Liyang Ma ’20 Ph.D. used intensity measure maps to determine the performance of structures under the conditions of particular catastrophes while working on his doctorate with Bocchini as his advisor. Now a Lehigh postdoctoral fellow working specifically on catastrophe modeling, he develops these maps for different hazards, such as the wind speed, storm-surge level or earthquake magnitude of a region.
“How do I produce very good maps that can represent these catastrophes more precisely [and] more accurately so that when people do[work related to] how structures behave in a hazard, they can get better or more accurate results?” he asks.
For these maps to be representative, he explains, researchers use Monte Carlo simulations to generate a large set of maps given the uncertainty of an event like an earthquake. His goal is to select a smaller set of the most representative maps for that hazard.

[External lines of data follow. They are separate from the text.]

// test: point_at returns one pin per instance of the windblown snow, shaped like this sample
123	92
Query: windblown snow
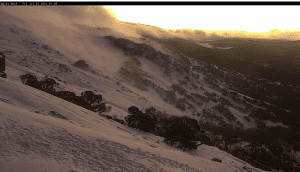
34	137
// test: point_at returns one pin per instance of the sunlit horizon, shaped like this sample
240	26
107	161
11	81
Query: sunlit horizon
257	21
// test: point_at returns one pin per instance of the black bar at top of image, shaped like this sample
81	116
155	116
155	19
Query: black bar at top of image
37	3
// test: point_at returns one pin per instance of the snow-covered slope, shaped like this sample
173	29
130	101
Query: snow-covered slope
33	137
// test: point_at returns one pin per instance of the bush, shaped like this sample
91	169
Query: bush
217	160
88	99
139	120
180	104
81	64
30	80
182	130
67	95
247	118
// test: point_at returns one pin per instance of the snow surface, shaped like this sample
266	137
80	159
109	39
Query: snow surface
34	139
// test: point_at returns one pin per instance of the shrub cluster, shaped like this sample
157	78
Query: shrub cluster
88	99
46	85
225	111
176	130
81	64
198	96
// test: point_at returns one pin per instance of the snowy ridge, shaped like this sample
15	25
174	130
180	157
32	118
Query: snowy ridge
40	132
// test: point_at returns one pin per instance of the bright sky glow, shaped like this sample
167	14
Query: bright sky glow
248	18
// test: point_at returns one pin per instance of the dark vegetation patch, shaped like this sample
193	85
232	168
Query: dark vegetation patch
88	99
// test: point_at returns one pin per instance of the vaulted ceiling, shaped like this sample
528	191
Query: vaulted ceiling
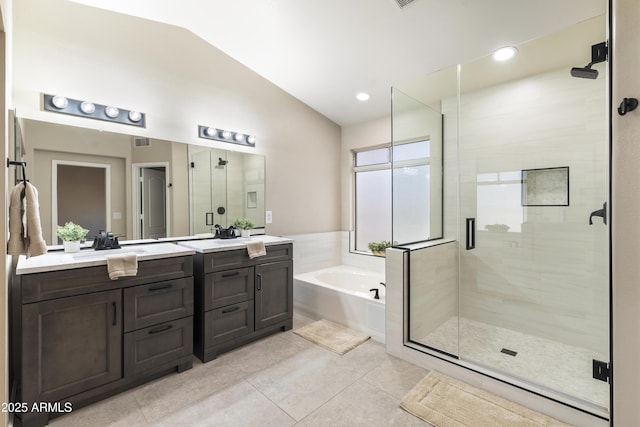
323	52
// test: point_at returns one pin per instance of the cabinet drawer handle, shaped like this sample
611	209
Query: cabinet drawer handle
160	329
235	273
159	287
115	313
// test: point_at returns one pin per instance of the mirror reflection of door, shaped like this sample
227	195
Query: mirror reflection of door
153	220
80	193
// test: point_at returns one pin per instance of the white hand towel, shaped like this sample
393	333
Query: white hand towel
24	222
256	248
120	265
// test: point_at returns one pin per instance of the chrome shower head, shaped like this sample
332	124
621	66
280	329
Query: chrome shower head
584	72
598	54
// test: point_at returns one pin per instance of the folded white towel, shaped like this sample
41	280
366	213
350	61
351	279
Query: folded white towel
119	265
256	248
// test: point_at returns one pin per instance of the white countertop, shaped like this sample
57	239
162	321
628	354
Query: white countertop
219	245
54	261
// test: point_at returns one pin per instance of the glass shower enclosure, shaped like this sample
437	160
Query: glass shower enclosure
517	287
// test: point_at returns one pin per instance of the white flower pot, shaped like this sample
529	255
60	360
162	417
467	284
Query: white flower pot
71	246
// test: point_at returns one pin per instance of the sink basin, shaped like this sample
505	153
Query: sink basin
90	255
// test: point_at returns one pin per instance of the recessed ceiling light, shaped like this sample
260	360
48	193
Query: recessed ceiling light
505	53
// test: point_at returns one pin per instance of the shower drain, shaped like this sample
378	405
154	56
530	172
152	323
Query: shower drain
509	352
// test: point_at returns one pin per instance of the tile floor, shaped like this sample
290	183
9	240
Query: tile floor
282	380
550	364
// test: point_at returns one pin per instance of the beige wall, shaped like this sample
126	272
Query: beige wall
147	66
625	208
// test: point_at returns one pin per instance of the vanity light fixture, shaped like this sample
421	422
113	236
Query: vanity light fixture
504	53
224	135
112	112
135	116
59	102
87	109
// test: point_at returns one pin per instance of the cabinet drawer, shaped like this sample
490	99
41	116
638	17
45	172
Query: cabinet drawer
228	287
147	305
151	347
216	261
228	322
63	283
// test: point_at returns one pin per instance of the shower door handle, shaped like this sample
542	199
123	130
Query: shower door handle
471	233
208	220
601	213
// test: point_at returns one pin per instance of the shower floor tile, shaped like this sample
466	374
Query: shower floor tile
547	364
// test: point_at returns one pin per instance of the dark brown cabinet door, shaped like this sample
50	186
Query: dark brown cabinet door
273	293
71	345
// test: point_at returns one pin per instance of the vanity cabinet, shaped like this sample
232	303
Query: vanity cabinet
239	299
80	337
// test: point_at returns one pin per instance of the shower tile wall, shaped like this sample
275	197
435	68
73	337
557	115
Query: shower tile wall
548	278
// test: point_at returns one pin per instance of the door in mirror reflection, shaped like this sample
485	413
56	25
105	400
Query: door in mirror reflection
153	218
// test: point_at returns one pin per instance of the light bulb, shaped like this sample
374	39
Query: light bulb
60	102
135	116
111	112
88	107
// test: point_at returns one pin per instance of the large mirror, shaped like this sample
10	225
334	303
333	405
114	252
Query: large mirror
137	188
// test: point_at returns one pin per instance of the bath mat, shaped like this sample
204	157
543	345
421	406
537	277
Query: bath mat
447	402
332	336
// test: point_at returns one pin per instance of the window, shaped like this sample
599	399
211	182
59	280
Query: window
374	198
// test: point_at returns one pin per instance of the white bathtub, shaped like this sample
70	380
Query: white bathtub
341	294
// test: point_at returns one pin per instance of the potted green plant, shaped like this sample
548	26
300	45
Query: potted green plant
379	248
244	225
71	235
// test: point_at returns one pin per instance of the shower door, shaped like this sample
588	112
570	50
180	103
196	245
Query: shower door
533	163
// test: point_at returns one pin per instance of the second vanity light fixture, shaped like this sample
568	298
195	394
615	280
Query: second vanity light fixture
74	107
223	135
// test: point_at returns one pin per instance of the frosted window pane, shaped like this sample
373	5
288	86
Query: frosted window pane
373	207
372	157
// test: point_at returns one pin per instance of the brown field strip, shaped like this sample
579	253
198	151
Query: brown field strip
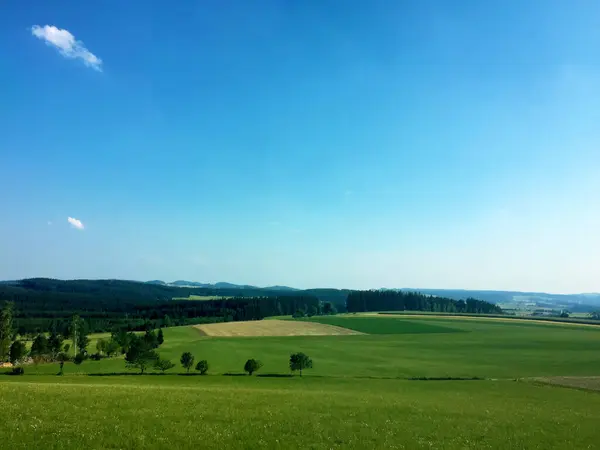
272	328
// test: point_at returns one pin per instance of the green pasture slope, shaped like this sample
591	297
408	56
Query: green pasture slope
357	395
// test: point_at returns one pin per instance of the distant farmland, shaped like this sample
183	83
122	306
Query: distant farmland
201	298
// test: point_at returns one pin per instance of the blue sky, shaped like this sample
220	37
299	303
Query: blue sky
340	144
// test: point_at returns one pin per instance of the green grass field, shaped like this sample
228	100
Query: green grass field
356	396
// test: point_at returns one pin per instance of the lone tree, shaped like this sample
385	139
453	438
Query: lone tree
17	352
6	331
163	365
187	361
300	361
55	344
39	347
202	367
139	355
251	366
62	358
79	358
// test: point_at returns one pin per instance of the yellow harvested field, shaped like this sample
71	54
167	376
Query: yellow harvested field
272	328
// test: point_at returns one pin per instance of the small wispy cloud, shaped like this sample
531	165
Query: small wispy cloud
67	45
75	223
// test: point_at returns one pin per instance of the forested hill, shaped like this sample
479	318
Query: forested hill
108	294
44	304
361	301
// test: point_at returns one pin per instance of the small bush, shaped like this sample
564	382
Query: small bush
202	367
79	358
251	366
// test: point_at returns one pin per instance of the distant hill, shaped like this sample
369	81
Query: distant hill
522	300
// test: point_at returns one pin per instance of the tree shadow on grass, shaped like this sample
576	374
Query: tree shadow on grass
130	374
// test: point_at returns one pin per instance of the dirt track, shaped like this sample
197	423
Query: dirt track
272	328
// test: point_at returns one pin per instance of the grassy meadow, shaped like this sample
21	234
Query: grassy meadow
358	395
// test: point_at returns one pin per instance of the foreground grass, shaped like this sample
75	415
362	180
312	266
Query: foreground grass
243	412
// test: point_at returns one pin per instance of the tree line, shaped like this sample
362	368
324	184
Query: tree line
363	301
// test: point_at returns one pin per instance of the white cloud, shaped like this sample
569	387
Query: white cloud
75	223
66	44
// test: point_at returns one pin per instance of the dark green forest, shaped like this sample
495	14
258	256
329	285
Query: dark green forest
362	301
42	304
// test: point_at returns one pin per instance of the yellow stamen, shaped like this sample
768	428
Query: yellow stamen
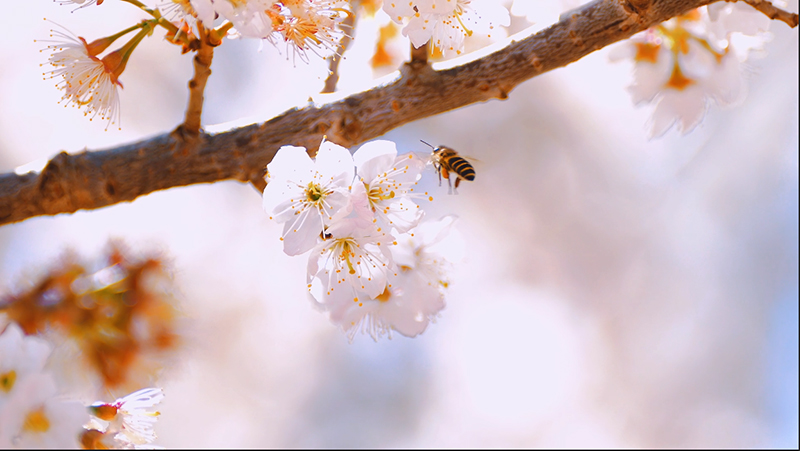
7	381
36	421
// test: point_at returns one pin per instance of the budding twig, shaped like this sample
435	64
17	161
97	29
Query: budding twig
773	12
349	22
197	85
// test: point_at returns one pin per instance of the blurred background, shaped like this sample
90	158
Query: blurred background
617	291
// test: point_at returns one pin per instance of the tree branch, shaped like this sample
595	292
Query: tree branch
773	12
95	179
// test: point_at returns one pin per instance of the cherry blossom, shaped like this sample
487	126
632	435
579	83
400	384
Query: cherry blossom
305	195
688	62
446	23
349	261
389	181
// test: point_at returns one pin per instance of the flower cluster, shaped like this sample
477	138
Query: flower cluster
686	62
304	25
372	266
446	23
88	81
116	327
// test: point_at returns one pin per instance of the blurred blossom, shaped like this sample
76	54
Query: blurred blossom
31	415
685	63
116	327
356	226
127	422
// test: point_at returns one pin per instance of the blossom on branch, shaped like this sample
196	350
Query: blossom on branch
687	62
351	260
305	195
413	294
446	23
116	328
88	82
389	181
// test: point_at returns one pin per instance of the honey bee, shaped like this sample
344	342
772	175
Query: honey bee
446	160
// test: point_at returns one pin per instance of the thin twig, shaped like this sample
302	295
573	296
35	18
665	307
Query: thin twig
197	85
349	23
95	179
773	12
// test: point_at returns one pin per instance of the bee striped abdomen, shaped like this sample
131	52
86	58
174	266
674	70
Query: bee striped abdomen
462	168
446	161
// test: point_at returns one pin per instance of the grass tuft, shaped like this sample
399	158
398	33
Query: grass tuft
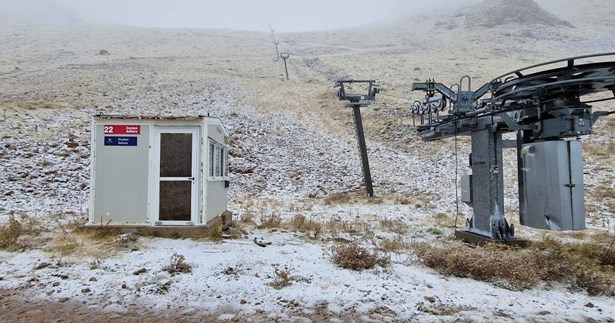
10	233
352	256
578	266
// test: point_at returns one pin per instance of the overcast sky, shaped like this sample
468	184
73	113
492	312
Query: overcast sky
284	16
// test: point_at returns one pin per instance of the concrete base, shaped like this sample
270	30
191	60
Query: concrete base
479	240
212	229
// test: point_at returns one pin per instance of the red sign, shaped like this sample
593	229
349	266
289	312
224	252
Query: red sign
121	129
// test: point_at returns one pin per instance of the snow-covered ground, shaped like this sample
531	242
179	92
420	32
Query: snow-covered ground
298	144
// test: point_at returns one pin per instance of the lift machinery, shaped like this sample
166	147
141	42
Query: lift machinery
549	107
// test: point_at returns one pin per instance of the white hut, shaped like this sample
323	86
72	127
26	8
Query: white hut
158	171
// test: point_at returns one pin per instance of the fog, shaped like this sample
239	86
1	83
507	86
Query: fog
258	15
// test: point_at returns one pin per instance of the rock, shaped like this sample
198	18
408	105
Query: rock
139	271
42	265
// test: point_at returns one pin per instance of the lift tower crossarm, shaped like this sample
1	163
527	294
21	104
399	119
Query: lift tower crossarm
544	104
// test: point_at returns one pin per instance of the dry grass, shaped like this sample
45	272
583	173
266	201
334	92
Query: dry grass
10	233
352	256
352	197
403	199
586	267
300	223
270	221
354	227
281	277
394	225
99	243
395	245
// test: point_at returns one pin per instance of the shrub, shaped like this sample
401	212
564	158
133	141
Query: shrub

Postdoctoral fellow Haifeng Wang, who received his Ph.D. from the University of Buffalo, focuses on wind field simulation. “From a single wind speed, I can generate a large number of wind fields, stochastic pressure fields for a building,” he says. Wang collaborates with Ma by providing the wind load field of an entire building for use in structural response analysis.
“Hazards nowadays become more intense and severe, and human societies are more vulnerable,” says Ma. “In the past, people didn't need electricity or the internet. Nowadays they need those things. They need hot water. When a hazard strikes, like a hurricane, people will be without power for days. So the goal is to make society better prepared for those hazards. ... Catastrophe modeling is a new area that has a bright future for civil engineers.”